Heimatschützenbund 

HSB klein

Tecklenburger Land e.V.

IVZ vom 11.07.2026 von Stephan Beermann

 

Jubiläum des BSV Knobben-Poggenort

Volle Schützenhalle, gutes Miteinander

 

Versammlung

Vorsitzender Christian Schlautmann begrüßte die Gäste in der voll
besetzten Schützenhalle am Alten Postweg.
| Foto: Stephan Beermann

 

Eine festlich gefüllte Schützenhalle, viele Gratulanten und bewegende Erinnerungen: Der BSV Knobben-Poggenort blickt auf ein besonderes Jubiläum mit Gästen aus der Region zurück.

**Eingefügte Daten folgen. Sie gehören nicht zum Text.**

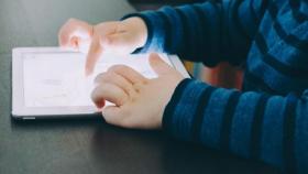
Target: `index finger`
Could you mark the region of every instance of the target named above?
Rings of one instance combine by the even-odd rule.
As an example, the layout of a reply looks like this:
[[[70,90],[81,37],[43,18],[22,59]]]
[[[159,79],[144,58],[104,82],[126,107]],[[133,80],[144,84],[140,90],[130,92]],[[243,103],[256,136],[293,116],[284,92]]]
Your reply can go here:
[[[89,53],[86,61],[86,75],[91,75],[95,70],[95,65],[102,54],[102,47],[100,45],[99,39],[94,36]]]
[[[78,35],[79,33],[85,33],[88,36],[92,35],[92,26],[87,22],[79,21],[76,19],[69,19],[59,30],[58,33],[58,43],[61,46],[72,47],[72,37],[74,36],[82,36]],[[76,34],[76,35],[75,35]]]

Der BSV Knobben-Poggenort ist der jüngste der sechs Schützenvereine der Mark Hörstel, doch ihr Jubiläum zu feiern wissen die Schützenbrüder und Schützenschwestern dort genauso gut wie die Alt-Vereine.

Auf 75 Jahre gelebte Gemeinschaft blickten die Gastgeber mit befreundeten Vereinen aus der Stadt Hörstel und der Gemeinde Hopsten während des Kommersabends am Freitag zurück. Vereinsvorsitzender Christian Schlautmann nahm die besten Wünsche vieler Gratulanten entgegen.

Kein Platz in der großen Schützenhalle am Alten Postweg blieb unbesetzt. Sogar im Vorraum mussten noch Stühle aufgestellt werden, als Hauptmann Torben Streibel und Schriftführer Oliver Bruns die Feiernden begrüßten. Zuvor waren das Königspaar Uwe und Mechthild Runde und das Juniorenkönigspaar Mia-Sophie Krüger und Hassan Masud unter den Klängen des Spielmannszugs Knobben-Poggenort in die Halle eingezogen. Dass Uwe Runde den Markenkönigstitel ausgerechnet im Jubiläumsjahr nach Hause brachte, wurde bei dieser Gelegenheit nochmals frenetisch gefeiert.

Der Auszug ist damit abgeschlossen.